Aaron Beattie completed his undergraduate science degree at the University of Waterloo, his master’s in plant breeding at the University of Guelph and his PhD in plant pathology at the University of Saskatchewan. He grew up in Saskatchewan and currently lives in Saskatoon.
Where did you work before the Crop Development Centre (CDC)?
I worked at Southern Seed Technology, a winter nursery in New Zealand for about a year. This is the nursery we collaborate with and send our barley to in the winter. Prior to that, I was working in the dry bean breeding program at the University of Guelph.
What got you interested in this area of work?
My background from my undergrad was biology and genetics. When I finished my undergrad, I knew I liked genetics, but I wanted to do something that wasn’t pure research. That’s where plant breeding made sense because it leans heavily on genetics and various aspects of biology, but it has that applied piece as well. That helped me make my decision to go to the University of Guelph. My thesis was focused on plant breeding and I continued in that area afterwards in my work. I came back to Saskatchewan for school, and eventually landed my current job.

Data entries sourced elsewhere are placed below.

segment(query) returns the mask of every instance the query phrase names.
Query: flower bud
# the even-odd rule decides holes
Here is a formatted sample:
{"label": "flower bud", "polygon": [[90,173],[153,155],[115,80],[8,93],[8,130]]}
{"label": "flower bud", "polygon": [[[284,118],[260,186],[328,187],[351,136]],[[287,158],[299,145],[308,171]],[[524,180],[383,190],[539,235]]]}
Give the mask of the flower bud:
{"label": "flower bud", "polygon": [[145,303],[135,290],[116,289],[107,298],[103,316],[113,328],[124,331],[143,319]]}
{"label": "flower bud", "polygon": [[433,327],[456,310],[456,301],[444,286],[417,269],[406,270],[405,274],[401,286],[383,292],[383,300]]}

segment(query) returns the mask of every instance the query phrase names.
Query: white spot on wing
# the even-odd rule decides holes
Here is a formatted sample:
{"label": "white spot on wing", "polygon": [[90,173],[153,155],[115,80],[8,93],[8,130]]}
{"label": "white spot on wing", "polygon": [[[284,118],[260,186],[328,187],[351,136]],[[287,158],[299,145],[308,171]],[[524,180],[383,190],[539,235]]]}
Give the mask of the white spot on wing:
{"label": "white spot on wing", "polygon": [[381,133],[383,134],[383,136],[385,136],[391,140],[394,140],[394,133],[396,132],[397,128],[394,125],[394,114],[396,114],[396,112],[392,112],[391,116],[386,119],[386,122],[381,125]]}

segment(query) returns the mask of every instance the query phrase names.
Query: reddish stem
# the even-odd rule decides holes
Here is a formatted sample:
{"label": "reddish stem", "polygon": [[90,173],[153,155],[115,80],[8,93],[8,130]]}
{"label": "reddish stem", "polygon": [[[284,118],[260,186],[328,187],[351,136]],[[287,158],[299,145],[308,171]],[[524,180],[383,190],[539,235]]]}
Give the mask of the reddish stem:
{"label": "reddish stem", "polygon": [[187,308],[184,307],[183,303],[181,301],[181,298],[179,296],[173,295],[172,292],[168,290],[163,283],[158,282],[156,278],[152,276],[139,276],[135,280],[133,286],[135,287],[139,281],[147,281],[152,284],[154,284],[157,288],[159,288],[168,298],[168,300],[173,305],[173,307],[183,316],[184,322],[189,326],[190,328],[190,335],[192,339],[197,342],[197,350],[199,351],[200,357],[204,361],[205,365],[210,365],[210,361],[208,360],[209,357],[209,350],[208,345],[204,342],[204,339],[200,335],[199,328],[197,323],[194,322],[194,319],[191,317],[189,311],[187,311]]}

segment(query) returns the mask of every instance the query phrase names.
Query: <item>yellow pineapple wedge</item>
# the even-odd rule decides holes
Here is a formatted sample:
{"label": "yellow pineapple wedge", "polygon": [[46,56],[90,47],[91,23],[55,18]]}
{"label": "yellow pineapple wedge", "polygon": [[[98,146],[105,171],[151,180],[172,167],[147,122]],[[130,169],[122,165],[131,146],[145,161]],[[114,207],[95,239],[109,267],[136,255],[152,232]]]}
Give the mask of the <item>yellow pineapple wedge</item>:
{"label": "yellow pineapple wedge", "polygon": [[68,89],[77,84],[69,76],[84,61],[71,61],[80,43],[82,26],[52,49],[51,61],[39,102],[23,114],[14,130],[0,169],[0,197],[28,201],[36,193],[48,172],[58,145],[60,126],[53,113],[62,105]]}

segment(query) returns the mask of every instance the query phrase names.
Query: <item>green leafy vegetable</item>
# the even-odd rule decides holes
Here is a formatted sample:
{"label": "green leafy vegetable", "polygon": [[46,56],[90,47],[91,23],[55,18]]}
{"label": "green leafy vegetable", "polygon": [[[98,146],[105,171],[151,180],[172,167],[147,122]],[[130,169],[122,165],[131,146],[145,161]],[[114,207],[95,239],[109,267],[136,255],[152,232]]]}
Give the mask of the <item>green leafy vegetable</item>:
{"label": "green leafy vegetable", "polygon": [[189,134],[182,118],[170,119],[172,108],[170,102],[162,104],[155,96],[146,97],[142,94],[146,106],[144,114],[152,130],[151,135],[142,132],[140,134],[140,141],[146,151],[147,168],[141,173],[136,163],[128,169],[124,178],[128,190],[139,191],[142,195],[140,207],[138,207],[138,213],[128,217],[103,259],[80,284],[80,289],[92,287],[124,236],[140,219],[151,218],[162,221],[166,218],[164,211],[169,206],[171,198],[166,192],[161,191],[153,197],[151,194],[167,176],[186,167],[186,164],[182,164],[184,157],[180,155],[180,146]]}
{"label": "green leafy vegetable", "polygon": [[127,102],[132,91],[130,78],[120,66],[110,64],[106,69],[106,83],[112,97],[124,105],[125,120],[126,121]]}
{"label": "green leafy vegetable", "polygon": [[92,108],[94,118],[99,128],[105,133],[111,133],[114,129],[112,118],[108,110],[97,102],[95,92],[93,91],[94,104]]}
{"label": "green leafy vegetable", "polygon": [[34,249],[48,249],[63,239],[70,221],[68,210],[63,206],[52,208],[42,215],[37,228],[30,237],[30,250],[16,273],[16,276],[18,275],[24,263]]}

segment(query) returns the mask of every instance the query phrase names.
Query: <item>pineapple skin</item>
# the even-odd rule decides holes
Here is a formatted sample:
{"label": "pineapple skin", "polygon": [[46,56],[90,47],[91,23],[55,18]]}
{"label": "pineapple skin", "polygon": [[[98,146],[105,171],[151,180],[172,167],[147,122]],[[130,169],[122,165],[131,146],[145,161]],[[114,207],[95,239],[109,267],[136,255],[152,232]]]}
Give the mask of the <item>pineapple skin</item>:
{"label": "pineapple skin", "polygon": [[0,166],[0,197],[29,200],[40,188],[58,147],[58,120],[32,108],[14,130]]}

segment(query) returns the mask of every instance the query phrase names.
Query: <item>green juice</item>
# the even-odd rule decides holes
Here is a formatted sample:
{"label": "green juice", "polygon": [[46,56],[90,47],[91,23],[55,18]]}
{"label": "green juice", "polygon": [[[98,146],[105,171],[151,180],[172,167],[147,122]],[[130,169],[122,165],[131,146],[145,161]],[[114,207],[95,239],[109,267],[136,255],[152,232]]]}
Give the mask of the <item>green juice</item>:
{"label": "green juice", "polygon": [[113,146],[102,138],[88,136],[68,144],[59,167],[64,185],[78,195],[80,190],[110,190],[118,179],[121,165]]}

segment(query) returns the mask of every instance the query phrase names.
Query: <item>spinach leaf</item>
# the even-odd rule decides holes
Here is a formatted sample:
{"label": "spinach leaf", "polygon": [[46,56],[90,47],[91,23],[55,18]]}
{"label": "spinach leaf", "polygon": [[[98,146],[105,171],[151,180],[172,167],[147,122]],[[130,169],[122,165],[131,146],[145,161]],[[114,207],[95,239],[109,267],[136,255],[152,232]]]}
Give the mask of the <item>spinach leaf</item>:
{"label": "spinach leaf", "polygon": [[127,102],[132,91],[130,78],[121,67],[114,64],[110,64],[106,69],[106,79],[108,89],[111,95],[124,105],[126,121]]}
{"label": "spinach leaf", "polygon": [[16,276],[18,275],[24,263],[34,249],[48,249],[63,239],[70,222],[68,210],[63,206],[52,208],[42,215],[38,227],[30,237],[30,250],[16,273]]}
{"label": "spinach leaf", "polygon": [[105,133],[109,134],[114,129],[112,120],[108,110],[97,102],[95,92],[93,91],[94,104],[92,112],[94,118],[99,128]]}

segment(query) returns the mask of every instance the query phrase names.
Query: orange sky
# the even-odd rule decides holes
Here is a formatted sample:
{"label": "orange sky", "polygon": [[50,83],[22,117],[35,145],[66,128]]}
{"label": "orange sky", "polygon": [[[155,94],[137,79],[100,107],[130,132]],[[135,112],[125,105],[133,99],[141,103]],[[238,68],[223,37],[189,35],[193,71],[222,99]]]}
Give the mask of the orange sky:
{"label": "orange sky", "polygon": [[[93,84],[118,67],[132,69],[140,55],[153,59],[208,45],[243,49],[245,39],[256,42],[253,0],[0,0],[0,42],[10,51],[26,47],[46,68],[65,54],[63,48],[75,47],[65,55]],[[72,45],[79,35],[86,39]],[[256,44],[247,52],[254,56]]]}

Tell us a bit about what you’re working on at the CDC.
The summer is busy between running tours for the barley and oat programs for farmers and funders, doing selections in the field and keeping my crew organized leading into harvest. Teaching is a big part of my winter, as well as evaluating data we collect from the fields in the summer and organizing our winter work, such as the quality and molecular data. I’ve got four graduate students working at the moment, and we have a lot of industry interactions.
In terms of research, one project we are working on, Phenotyping and Genomic selection for improved barley Deoxynivalenol (DON) resistance, is funded by Manitoba Crop Alliance, SaskBarley, Alberta Grains and Western Grains Research Foundation. This project deals with trying to get a better handle on fusarium resistance in barley, which the barley research community has made a lot of good progress towards over the past 20 years.
This project aims to develop genomic tools to help me select for better resistance. We’re working closely with James Tucker at Agriculture and Agri-Food Canada in Brandon. We send him a few thousand lines every year and he evaluates them for DON and fusarium resistance. We are also genotyping these lines to create prediction models for fusarium resistance.
Eventually, we hope to develop a way to select for better DON resistance using genomic tools early on in our breeding program, and evaluate only those lines that we think have better resistance in the nursery as a means to confirm the better resistance.
What can you say about the value of farmers providing funding and support to your organization?
The work we do as breeders spans fairly large periods of time. You’ve likely heard that it is an eight-to-10-year process to go from a cross to moving forward a variety. Funding from farmers is key to our program, as well as to other barley breeding programs in Western Canada because it allows us to make long-term plans. It allows us to test more, which means we have a higher probability of producing something better in the future.
How does that farmer funding and support directly benefit farmers?
It allows farmers to have a voice in terms of what we do, which is critical. Hearing new ideas from farmers based on things they are seeing in the field is invaluable. We try to listen to the whole value chain, and farmers are at the start of that chain. They need to be engaged in the process because we want them to see value in our work and keep barley in their rotation.
How do you spend your time outside of work?
I coach and play hockey.
What is the best part about your job?
I like the idea that what I do is practical to people. The idea that you can take research and translate it into something that has value to other people is rewarding. Also, it’s a very nice community to work in. There are a lot of very engaged and enthusiastic people in agriculture and a lot of innovation. People are willing to incorporate new ideas – I really like that about the industry.
What gets you most excited about your work?
Interacting with people across quite a wide range of disciplines; researchers all the way to the end users and farmers. Having that diversity of viewpoints is quite interesting, and then trying to figure out how to make it all come together into a variety. It’s fun to go through that process and interact along the way with people influencing your end goals.